[Home]

Summary:ASTERISK-11038: Prodding channel... causes 100% utilization
Reporter:pj (pj)Labels:
Date Opened:2007-12-14 08:37:35.000-0600Date Closed:2008-04-09 13:27:37
Priority:BlockerRegression?No
Status:Closed/CompleteComponents:Channels/chan_sip/General
Versions:Frequency of
Occurrence
Related
Issues:
Environment:Attachments:( 0) asterisk-locks.txt
( 1) asterisk-locks2.txt
( 2) asterisk-locks3.txt
( 3) asterisk-locks4.txt
( 4) gdb.txt
( 5) gdb2.txt
( 6) gdb3.txt
( 7) gdb4.txt
( 8) gdb5.txt
( 9) prodding-channel-crash.txt
Description:from time to time, asterisk is locked (100% cpu utilization, but not crash) with "Prodding channel..." messages...
grep "SIP/777-082ae2f8" /var/log/asterisk/messages | wc -l
856979

in my case it happened in entering simple diaplan, calling MoH...
555 => { Set(TIMEOUT(absolute)=60); MusicOnHold(); }
user is connected over wifi, so maybe some packet was lost in some critical call stage, that causes sip channel starts looping?
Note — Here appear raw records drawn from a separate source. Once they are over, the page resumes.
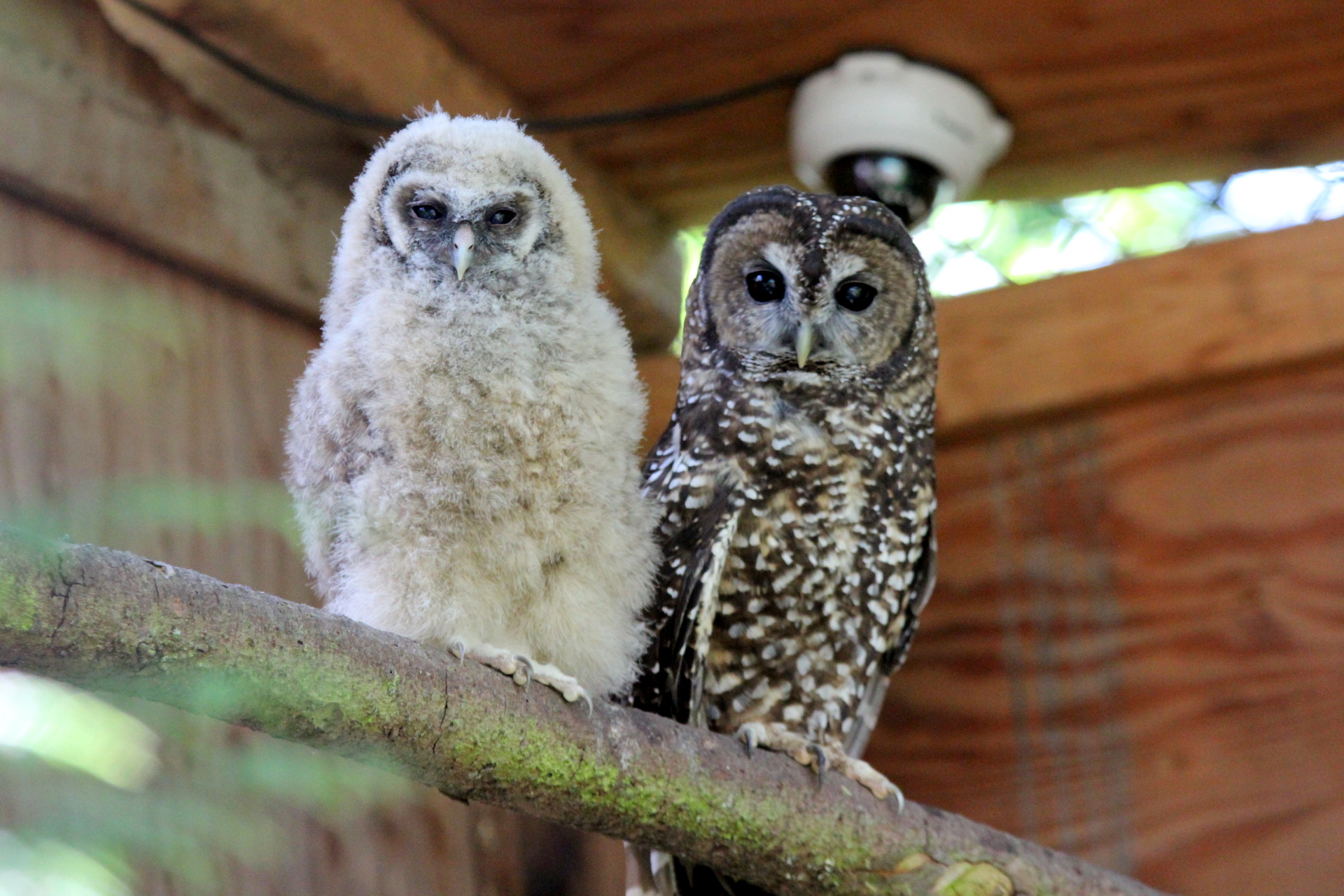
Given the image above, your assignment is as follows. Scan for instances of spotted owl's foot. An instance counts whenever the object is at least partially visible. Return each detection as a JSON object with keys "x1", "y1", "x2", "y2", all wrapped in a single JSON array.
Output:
[
  {"x1": 738, "y1": 722, "x2": 906, "y2": 810},
  {"x1": 462, "y1": 640, "x2": 593, "y2": 713}
]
unfortunately, I was not able to do some debugging, because asterisk pc was completely locked, due to realtime priority of asterisk process...

****** ADDITIONAL INFORMATION ******

[Dec 14 09:40:21] ERROR[4145] chan_sip.c: We could NOT get the channel lock for SIP/777-082ae2f8!
[Dec 14 09:40:21] ERROR[4145] chan_sip.c: SIP transaction failed: 1521191083@10.53.34.221
[Dec 14 09:41:18] WARNING[4145] chan_sip.c: Maximum retries exceeded on transmission 3021042242@10.53.34.221 for seqno 2 (Critical Response)

[Dec 14 09:41:21] WARNING[4145] channel.c: Prodding channel 'SIP/777-082ae2f8' failed
[Dec 14 09:41:21] WARNING[4145] channel.c: Prodding channel 'SIP/777-082ae2f8' failed
[Dec 14 09:41:21] WARNING[4145] channel.c: Prodding channel 'SIP/777-082ae2f8' failed
Comments:By: Tilghman Lesher (tilghman) 2007-12-14 08:53:21.000-0600

Please try reproducing this, by excluding the "-p" flag when you start Asterisk.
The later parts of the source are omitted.